Et puis la prophétie censément auto-réalisatrice avait viré au cauchemar. Confiant dans ses capacités, sûr de son destin, Bouvard avait remis à plus tard la concrétisation de ce projet de thèse, se contentant de quelques lectures en guise de recherches, allant en bibliothèque uniquement pour y faire quelques photocopies, là où tous les bons usages enseignent qu’il faut d’abord y faire des rencontres pour constituer un réseau, lequel sera plus tard très utile pour le partage des places, des honneurs et du vide. Bouvard avait surtout joui de son nouveau statut d’enseignant, pour lequel il s’était découvert une passion : la séduction, celle des masses – certes modestes – de préférence. Il avait vu, sur lui, le regard des femmes changer.
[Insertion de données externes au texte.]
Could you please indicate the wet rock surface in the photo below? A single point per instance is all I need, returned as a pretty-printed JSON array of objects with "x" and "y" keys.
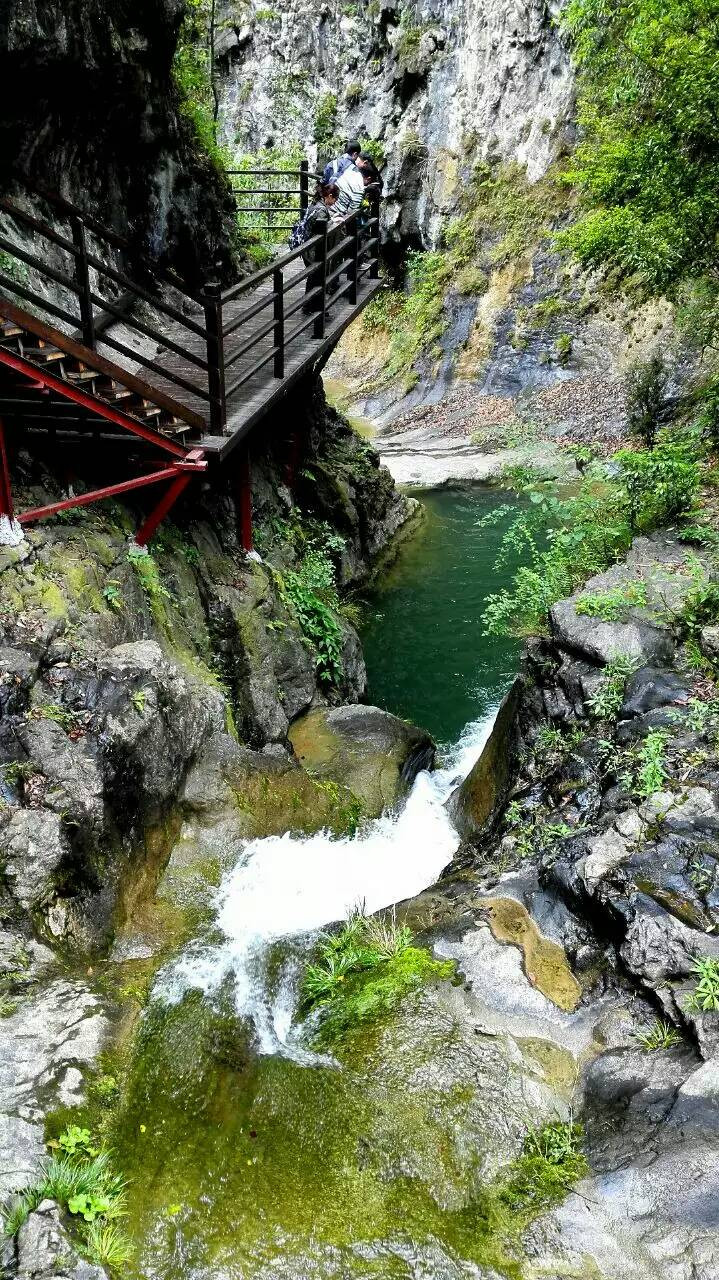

En fait de femmes, c’était plutôt à des filles qu’il s’intéressait et c’est ainsi, en se laissant gagner par des instincts régulièrement brimés depuis le lycée, qu’il avait connu, pour la première fois de sa vie, non seulement le plaisir de posséder physiquement quelques filles, mais aussi l’amour en rencontrant Mathilde à l’anniversaire d’un ami en Bretagne. Il découvrit la passion, totale et dévorante, de celui qui la sait partagée mais qui n’en est nullement satisfait. Celle qui ne comble jamais vraiment et qui frustre en permanence. Mathilde était plus jeune que lui, elle passait son Bac ; pendant les quelques mois où elle avait électrisé sa vie, il n’avait vécu que par elle. Il n’avait jamais ressenti pour un être humain – une de ces petites choses que, depuis l’enfance, il aimait souvent mépriser – un tel attachement brutal, animal, qui le faisait sortir de lui-même. On l’avait même vu en larmes dans une rame du métro aérien, une semaine où elle était loin de lui. Jamais personne ne l’avait accompagné si intimement, de façon si fusionnelle : à ce sagouin qui n’avait jamais appris l’amour – ni à le donner ni à le recevoir –, elle avait été la plus belle chose qui soit jamais arrivée. Avec elle – et malgré les ravages de la passion –, tout paraissait simple.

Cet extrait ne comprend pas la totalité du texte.